Power-Chat draws on knowledge stored in wiki articles. When that knowledge already exists on external websites, you can bring it into Unusual Suite by scraping individual pages or crawling an entire site.

Scrape a single webpage

Scraping imports the content of one external page into a wiki article. To scrape a page:

  1. Create a new wiki article.
  2. Fill in the External link field with the URL of the webpage.
  3. Click the 'Robot' icon to the right of the External link field.

Unusual Suite then scrapes the page content, removes any header, footer, menu, or navigational elements, and compiles a summary that appears when the article is found in wiki search results.

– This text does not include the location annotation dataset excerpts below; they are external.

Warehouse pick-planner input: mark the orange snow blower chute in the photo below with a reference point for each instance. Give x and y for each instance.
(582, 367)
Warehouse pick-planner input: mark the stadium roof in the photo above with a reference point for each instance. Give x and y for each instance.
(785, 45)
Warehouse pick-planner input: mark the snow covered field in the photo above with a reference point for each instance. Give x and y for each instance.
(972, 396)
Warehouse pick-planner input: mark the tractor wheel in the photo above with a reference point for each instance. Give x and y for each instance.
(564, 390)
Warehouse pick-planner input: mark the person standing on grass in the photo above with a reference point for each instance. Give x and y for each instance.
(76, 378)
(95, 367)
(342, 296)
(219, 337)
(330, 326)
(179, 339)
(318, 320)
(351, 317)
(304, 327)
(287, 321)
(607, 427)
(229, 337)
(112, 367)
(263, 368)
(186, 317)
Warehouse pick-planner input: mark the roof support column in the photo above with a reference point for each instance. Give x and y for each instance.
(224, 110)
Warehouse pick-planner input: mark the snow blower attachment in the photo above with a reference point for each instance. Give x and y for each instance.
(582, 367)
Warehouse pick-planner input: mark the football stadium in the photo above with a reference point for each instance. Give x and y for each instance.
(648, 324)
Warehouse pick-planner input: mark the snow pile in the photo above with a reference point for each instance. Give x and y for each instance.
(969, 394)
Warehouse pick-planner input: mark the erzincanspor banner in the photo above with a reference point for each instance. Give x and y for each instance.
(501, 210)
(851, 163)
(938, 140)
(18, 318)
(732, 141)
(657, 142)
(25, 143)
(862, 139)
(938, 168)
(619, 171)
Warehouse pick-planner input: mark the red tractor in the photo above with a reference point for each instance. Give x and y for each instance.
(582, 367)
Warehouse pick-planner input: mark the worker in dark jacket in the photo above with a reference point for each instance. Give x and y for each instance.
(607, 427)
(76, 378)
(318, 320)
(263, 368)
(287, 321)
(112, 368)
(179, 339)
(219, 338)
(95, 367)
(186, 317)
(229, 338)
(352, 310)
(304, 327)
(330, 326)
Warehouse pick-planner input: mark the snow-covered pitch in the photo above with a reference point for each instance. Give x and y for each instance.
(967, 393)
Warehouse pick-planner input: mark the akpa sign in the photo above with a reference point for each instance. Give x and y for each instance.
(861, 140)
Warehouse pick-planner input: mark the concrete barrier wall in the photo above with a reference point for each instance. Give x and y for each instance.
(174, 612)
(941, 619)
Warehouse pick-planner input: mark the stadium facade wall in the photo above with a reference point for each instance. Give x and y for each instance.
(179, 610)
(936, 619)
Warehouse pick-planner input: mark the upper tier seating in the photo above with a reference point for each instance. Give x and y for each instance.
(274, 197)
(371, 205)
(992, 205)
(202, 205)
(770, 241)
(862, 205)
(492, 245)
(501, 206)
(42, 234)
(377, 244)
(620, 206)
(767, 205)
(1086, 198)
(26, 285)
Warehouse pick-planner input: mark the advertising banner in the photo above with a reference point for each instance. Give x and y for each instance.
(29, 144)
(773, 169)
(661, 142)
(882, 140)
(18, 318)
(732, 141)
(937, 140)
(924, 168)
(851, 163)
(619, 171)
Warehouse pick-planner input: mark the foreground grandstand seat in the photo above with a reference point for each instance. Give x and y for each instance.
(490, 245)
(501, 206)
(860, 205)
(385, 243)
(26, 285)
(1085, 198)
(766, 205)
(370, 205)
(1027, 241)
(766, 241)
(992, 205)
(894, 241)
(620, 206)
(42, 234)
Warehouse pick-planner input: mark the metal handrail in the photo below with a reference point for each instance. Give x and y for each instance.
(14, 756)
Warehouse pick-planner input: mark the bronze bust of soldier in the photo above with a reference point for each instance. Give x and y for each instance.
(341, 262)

You can scrape a page again at any time to import an updated version of the content. Scraping can be applied to any node in the wiki tree. There is also an option to scrape all sub-nodes of the currently selected tree node at the same time.

Warning: review the scraped content after importing. In rare cases the scraped content may not match the source webpage exactly.

Crawl a complete website

The 'Robot' icon in the wiki interface also lets you crawl an entire website. When you start a crawl:

  • All pages linked from the start URL that belong to the same domain are crawled and scraped.
  • A separate wiki article is created for each page found, placed under the currently selected node in the wiki navigation tree.
  • You can configure the wiki article type assigned to newly created articles, and whether those articles should be published immediately after creation.
  • Unusual Suite attempts to extract the correct subject for each new wiki article from the page content.
  • When a large number of articles is created, Unusual Suite groups them into sub-nodes by the first letter of the subject.

Warning: monitor the crawling process as it runs. Crawling results are not always deterministic. Reviewing the structure and content of the resulting sub-tree is mandatory.